Track: regular paper (up to 6 pages)
Keywords: Knowledge conflict, multilingual language models, multimodal language models
Abstract: Language models (LMs) deployed in real-world tasks -- such as medical report synthesis, web navigation, and summarization -- must process diverse inputs and handle conflicting information. Users expect them to detect *in-context knowledge conflicts* -- direct contradictions about objective facts -- and issue alerts. Yet, we find a critical failure: when faced with conflicting evidence across **heterogeneous contexts**, such as multiple languages or modalities, LMs fail to detect conflicts, leaving them vulnerable to attacks and misinformation. While they achieve near-perfect accuracy in homogeneous contexts, this **drops by up to 65%** in heterogeneous settings. We identify *context imbalance* as the root cause: LMs exhibit extreme attention asymmetry across domains, disproportionately prioritizing certain domains in mixed inputs. Current instruction-tuning, which trains on separate examples from multiple domains, fails to correct this. To address this, we need *instance-level diverse points* that require reasoning over multiple domains within a single context. We introduce **Heterogeneous Instruction-Tuning (HeteroIT)**, a scalable dataset-mixing procedure that generates instance-level diversity by combining datasets from different domains. Applying HeteroIT to Bactrian-X, a standard multilingual instruction-tuning dataset, improves conflict detection by 37%.

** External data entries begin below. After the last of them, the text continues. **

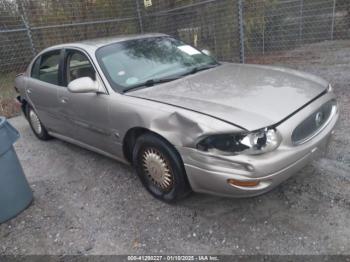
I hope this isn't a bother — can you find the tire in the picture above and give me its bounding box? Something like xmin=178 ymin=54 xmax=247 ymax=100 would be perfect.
xmin=26 ymin=104 xmax=52 ymax=141
xmin=133 ymin=134 xmax=192 ymax=203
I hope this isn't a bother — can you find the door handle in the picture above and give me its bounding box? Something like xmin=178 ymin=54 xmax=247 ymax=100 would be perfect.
xmin=61 ymin=98 xmax=68 ymax=104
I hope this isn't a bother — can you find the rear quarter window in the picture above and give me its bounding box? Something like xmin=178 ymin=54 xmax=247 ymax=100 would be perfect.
xmin=31 ymin=50 xmax=61 ymax=85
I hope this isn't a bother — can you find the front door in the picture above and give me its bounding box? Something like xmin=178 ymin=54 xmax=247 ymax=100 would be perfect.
xmin=26 ymin=50 xmax=62 ymax=132
xmin=58 ymin=49 xmax=111 ymax=150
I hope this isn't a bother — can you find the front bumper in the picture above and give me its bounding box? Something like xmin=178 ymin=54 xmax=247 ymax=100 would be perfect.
xmin=178 ymin=94 xmax=339 ymax=197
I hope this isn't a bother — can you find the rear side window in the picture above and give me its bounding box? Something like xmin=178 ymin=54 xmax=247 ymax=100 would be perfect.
xmin=32 ymin=50 xmax=60 ymax=85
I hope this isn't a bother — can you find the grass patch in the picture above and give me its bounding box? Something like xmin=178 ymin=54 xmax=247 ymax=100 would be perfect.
xmin=0 ymin=72 xmax=20 ymax=118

Anonymization: This submission has been anonymized for double-blind review via the removal of identifying information such as names, affiliations, and identifying URLs.
Format: Yes, the presenting author will definitely attend in person because they attending ICLR for other complementary reasons.
Funding: No, the presenting author of this submission does *not* fall under ICLR’s funding aims, or has sufficient alternate funding.